The Land

NOTE: The images of the submerged village and the rice paddies are not mine.

Traveling along the highway outside Dhaka, we passed mile after mile of waterlogged land. Now that the monsoon season has begun, the land will stay wet for months. Much of it will dry once the monsoons are over, but some will simply disappear, either washed away by a storm or permanently submerged. The streets of Dhaka and Chittagong are full of village refugees who simply have no land to live on any longer.  The delta countryside is marked by plots of cultivated land, crisscrossed by higher earthworks shaped by people to delineate field boundaries and to traverse an otherwise waterlogged landscape.

In the rural areas, anywhere there is a natural rise in the ground, a shelter has been built. In the absence of higher ground, earth has been piled up to make dry areas for housing. Where the water is too deep or the land too low, they have built bamboo bridges. Houses are a hodgepodge of mostly corrugated-tin panels and bamboo, lashed together to form shelters. Each field appears to have a cluster of these set up on the drier ground. Some of them are perched precariously on very small parcels of land or hung over the edge, threatening to slip into the water below with the next storm.

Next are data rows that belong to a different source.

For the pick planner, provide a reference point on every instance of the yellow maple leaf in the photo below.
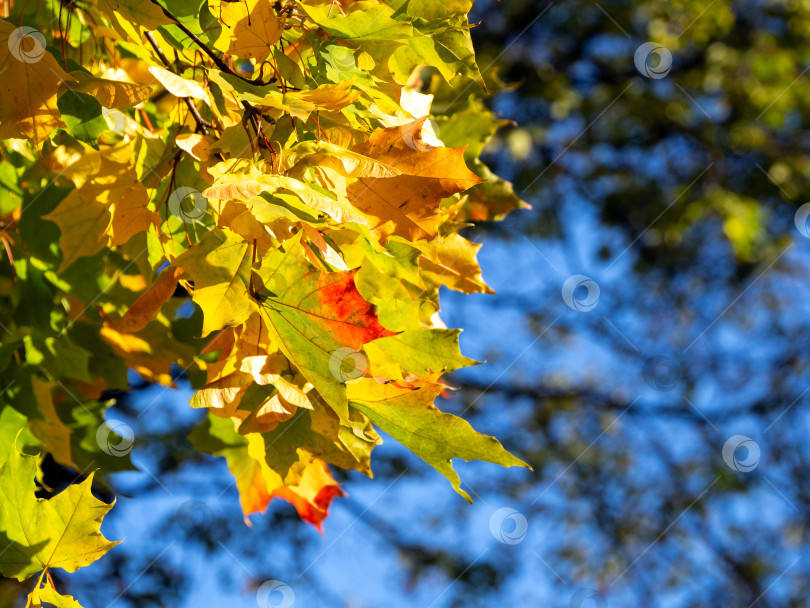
(29, 82)
(83, 223)
(251, 30)
(407, 205)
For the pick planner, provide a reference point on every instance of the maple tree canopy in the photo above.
(254, 195)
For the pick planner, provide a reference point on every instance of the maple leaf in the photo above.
(62, 532)
(313, 314)
(28, 88)
(146, 307)
(50, 596)
(51, 431)
(83, 223)
(306, 483)
(329, 220)
(409, 416)
(252, 28)
(407, 205)
(219, 265)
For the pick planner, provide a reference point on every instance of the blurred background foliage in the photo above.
(677, 196)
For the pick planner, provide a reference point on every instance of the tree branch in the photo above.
(218, 61)
(202, 125)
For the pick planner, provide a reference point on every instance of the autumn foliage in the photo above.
(248, 195)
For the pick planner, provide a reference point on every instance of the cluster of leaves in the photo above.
(249, 194)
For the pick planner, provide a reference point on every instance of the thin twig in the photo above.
(202, 125)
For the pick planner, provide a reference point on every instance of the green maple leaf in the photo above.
(313, 315)
(410, 417)
(62, 532)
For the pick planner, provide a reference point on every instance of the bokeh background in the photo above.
(672, 180)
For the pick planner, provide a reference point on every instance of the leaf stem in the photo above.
(207, 50)
(202, 125)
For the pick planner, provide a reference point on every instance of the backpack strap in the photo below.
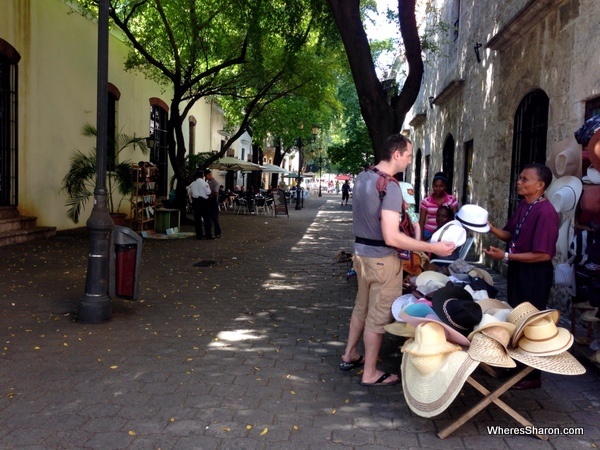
(383, 181)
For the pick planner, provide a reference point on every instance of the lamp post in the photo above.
(320, 169)
(315, 131)
(94, 306)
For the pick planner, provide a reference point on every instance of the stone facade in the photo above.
(547, 46)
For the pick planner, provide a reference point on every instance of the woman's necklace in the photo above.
(511, 247)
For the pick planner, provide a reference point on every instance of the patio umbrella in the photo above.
(231, 163)
(271, 168)
(342, 177)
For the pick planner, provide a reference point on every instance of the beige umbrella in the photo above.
(271, 168)
(231, 163)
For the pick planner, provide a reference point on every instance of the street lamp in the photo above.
(320, 151)
(299, 143)
(94, 306)
(320, 169)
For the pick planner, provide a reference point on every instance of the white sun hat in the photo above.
(474, 218)
(564, 194)
(453, 231)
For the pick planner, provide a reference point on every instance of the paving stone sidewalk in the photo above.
(239, 355)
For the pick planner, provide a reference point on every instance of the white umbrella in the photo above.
(231, 163)
(271, 168)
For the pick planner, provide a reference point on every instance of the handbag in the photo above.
(408, 229)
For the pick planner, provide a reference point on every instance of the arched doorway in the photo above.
(9, 59)
(529, 138)
(448, 161)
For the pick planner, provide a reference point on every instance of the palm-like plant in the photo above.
(79, 183)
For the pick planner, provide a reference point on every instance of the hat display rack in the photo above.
(451, 335)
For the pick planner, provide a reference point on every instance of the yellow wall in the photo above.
(57, 95)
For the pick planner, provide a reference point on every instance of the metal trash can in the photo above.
(125, 261)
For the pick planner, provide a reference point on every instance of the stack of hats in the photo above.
(449, 337)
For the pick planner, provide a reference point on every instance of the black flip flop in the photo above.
(380, 381)
(352, 365)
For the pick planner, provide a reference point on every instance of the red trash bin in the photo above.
(125, 261)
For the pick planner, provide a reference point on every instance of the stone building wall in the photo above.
(548, 45)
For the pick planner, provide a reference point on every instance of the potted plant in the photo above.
(79, 183)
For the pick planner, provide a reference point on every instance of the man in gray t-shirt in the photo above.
(378, 269)
(365, 212)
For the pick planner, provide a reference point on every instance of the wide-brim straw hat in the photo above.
(431, 383)
(481, 273)
(566, 158)
(473, 217)
(489, 320)
(543, 338)
(491, 303)
(430, 339)
(562, 364)
(452, 231)
(526, 313)
(451, 334)
(400, 329)
(564, 194)
(487, 350)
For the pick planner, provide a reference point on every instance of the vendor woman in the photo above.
(530, 234)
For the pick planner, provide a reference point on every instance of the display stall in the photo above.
(575, 194)
(454, 330)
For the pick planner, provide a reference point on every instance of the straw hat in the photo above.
(481, 273)
(456, 308)
(588, 135)
(432, 341)
(431, 275)
(431, 383)
(543, 338)
(564, 194)
(474, 218)
(417, 314)
(402, 302)
(526, 313)
(491, 303)
(499, 334)
(562, 364)
(400, 329)
(566, 158)
(562, 243)
(592, 176)
(452, 231)
(488, 350)
(489, 320)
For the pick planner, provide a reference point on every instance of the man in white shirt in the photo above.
(200, 192)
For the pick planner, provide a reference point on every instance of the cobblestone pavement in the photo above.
(240, 355)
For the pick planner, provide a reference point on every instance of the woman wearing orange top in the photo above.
(430, 205)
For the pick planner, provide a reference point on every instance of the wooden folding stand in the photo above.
(491, 397)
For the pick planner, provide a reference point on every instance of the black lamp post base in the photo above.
(94, 309)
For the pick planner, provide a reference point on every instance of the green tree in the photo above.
(382, 109)
(247, 51)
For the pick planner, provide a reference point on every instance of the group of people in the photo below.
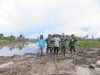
(55, 44)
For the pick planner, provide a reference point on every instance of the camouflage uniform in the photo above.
(72, 44)
(63, 45)
(49, 45)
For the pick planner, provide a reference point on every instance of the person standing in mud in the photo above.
(41, 44)
(49, 42)
(56, 45)
(72, 44)
(63, 42)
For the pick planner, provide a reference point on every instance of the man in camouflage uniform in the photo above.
(49, 42)
(72, 43)
(63, 42)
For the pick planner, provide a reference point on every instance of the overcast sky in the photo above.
(33, 17)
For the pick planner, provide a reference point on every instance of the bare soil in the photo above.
(30, 64)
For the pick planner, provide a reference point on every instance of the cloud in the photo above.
(54, 16)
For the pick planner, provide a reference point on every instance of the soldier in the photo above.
(72, 43)
(56, 45)
(41, 44)
(63, 42)
(49, 42)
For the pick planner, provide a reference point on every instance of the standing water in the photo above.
(18, 49)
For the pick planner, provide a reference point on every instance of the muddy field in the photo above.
(29, 64)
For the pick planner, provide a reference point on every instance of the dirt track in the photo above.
(57, 65)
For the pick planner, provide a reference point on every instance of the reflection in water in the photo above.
(20, 46)
(18, 49)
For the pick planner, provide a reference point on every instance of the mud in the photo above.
(30, 64)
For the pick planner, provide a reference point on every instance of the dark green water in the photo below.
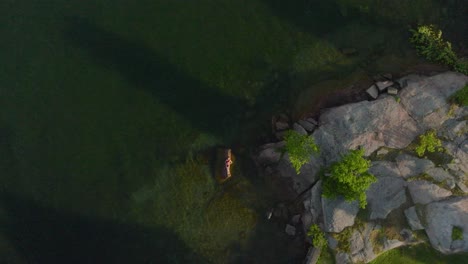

Whole areas are underwater by 1 or 2 feet, so it looks like there are hundreds, if not thousands, of swimming holes across the country. People bathe, and children play in these pools. Fishing nets are set everywhere, supported by elaborate, elegant bamboo structures that hold them in place. Much of these waterways is choked with hyacinth plants. Villagers actually bind them together in clumps and use them as floating gardens to plant squash and other food crops.

Seemingly, everything is done by hand – at least in the countryside. The landscape is notable for the absence of heavy equipment. Instead, workers with shovels and hoes dig, chop, and move earth from one place to another, or build structures or repair bridges. Everything is moved in jute baskets. Whole roads are built one basketful of dirt at a time. In the mornings, there is an army of small boys with wooden carts heading somewhere, to do something.